I think the main limitation of the Titan for your scenario is the performance of the non-TCC driver in Windows. There have been many complaints about launch overhead and kernel launch latency with GeForce cards on Windows. The other major limitation is the number of enabled DMA engines on the card. A Tesla card can do simultaneous bi-directional transfer with its two DMA engines, whereas Titan only has one enabled.

A less concrete issue is the lack of support and testing the GeForce cards have for 24/7 production CUDA use. I have never worried about this since I use CUDA exclusively in a research context, but I could imagine how it might be an issue depending on your situation. However, I have no idea what kind of support you get with a Tesla purchase, and whether that is worth the extra 2*$2800 to you.

Seibert, thank you for the feedback. It is closer to K20X but K20X is more expensive compared to K20 given the difference of features between the two.

Launching a kernel in the Titan is 15 micro seconds (reported by the visual profiler), that to me is not a lot. I am not using DMA (Did you mean UVA, because this is supported in Titan)

I agree on the less testing bit, but aren’t the gamers heavy users who run the card for continuous hours? :)

The DMA engine on the GPU is used whenever you transfer data over the PCI-Express link (cudaMemcpy and friends). GeForce cards can overlap a memory transfer in one direction (host->device or device->host) with kernel execution, but Tesla cards can simultaneously execute a kernel, a host->device transfer, and a device->host transfer thanks to two enabled DMA engines.

UVA works on pretty much everything these days, so I agree that is not a discriminating factor.

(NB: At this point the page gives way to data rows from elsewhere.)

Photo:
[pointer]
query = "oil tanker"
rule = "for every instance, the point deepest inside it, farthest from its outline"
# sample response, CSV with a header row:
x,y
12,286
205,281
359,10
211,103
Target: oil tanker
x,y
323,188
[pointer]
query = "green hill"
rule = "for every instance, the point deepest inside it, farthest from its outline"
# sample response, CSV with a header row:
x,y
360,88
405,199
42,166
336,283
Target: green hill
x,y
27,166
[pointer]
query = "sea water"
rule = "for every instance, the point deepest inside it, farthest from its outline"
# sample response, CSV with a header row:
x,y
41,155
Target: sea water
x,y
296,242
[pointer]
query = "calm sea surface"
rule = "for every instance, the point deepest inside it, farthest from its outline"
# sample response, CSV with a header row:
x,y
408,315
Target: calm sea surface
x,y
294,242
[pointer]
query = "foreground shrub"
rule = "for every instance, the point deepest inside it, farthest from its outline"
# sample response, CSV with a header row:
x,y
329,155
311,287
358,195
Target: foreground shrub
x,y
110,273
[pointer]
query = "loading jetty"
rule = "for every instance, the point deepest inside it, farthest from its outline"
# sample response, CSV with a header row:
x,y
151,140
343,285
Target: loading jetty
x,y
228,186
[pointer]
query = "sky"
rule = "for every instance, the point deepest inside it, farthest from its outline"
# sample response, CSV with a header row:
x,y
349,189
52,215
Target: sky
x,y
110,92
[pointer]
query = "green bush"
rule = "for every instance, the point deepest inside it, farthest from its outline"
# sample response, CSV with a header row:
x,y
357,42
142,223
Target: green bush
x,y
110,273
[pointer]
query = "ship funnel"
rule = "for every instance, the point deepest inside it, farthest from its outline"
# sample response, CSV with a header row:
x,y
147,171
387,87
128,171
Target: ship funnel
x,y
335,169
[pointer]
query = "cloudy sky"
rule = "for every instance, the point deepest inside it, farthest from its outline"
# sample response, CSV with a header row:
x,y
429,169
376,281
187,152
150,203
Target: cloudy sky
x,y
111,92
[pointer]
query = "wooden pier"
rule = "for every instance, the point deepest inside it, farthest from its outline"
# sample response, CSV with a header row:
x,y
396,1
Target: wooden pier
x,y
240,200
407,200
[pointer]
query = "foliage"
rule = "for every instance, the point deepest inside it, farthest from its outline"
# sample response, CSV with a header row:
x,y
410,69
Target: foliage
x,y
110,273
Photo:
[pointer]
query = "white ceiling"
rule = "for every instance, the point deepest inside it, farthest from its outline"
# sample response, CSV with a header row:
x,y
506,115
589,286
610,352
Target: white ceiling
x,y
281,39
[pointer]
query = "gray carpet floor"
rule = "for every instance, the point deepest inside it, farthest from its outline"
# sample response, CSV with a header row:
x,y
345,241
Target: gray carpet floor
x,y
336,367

I only point out the testing bit for full disclosure. The benefit of QA testing is statistical one, so it is hard to evaluate its value from small sample sizes. Over 6 years of CUDA use, I’ve had roughly 3 out of 16 GeForce boards used exclusively for CUDA fail, in all cases at least a year after purchase. If the failure of a GPU in your production system is a huge problem, then the lower clock rates and greater testing of a Tesla GPU could be valuable. If failure has a low cost, then GeForce is much more economical. I certainly have not heard of any GeForce vendor refusing to replace a GPU under warranty because it was used for CUDA calculations over a long period of time.